On February 8, Bundy drove 150 miles (240 km) east to Jacksonville in a stolen FSU van. In a parking lot he approached 14-year-old Leslie Parmenter, the daughter of the Jacksonville Police Department's Chief of Detectives, identifying himself as "Richard Burton, Fire Department", but retreated when Parmenter's older brother arrived and confronted him.[231] That afternoon, he backtracked 60 miles (97 km) westward to Lake City. At Lake City Junior High School the following morning, 12-year-old Kimberly Dianne Leach was summoned to her homeroom by a teacher to retrieve a forgotten purse; she never returned to class. Seven weeks later, after an intensive search, her partially mummified remains were found in a pig farrowing shed near Suwannee River State Park, 35 miles (56 km) northwest of Lake City.[232][233] Forensic experts surmised that Leach had been raped before having her throat cut and her genitals mutilated with a knife.[234][235]

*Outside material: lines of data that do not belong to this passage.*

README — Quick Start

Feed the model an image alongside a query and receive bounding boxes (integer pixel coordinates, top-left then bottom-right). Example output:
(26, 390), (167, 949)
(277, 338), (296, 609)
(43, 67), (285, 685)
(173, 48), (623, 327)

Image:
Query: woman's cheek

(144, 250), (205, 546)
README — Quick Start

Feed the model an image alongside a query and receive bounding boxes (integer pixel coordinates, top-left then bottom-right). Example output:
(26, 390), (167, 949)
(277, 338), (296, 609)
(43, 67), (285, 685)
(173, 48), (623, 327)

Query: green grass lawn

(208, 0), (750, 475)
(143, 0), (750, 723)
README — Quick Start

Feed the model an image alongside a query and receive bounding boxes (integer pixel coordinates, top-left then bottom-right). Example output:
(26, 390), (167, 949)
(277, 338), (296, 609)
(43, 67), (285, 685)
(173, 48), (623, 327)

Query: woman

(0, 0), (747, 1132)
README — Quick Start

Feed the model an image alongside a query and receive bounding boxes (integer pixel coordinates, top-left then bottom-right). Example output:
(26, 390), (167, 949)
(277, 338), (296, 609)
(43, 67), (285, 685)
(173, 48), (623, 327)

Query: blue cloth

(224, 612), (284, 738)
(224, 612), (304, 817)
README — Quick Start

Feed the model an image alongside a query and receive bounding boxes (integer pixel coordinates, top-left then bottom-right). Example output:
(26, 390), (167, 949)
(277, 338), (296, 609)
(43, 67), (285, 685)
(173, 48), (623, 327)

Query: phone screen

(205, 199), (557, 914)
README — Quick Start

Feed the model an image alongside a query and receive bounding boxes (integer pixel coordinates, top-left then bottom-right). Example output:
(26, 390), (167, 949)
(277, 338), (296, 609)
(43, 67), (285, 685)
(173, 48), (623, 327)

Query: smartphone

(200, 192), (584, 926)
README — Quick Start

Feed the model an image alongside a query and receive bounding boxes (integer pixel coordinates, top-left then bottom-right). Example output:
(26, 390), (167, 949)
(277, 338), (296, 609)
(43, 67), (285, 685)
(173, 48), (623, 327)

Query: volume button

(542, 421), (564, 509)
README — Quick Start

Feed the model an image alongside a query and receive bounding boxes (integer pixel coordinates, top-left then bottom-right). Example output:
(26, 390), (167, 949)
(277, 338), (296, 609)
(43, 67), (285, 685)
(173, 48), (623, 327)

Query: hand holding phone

On February 12, with insufficient cash to pay his overdue rent and a growing suspicion that police were closing in on him,[236] Bundy stole a car and fled Tallahassee, driving westward across the Florida Panhandle. Three days later, at around 1:00 a.m., he was stopped by Pensacola police officer David Lee near the Alabama state line after a "wants and warrants" check showed his Volkswagen Beetle was stolen.[237] When told he was under arrest, Bundy kicked Lee's legs out from under him and took off running. Lee fired two warning shots, then gave chase and tackled him. The two struggled over Lee's gun before the officer finally subdued and arrested Bundy.[238] In the stolen vehicle were three sets of IDs belonging to female FSU students, 21 stolen credit cards and a stolen television set.[239] Also found were a pair of dark-rimmed non-prescription glasses and a pair of plaid slacks, later identified as the disguise worn by "Richard Burton, Fire Department" in Jacksonville.[240]

As Lee transported his suspect to jail, unaware that he had just arrested one of the FBI's Ten Most Wanted Fugitives, he heard Bundy say, "I wish you had killed me."[241]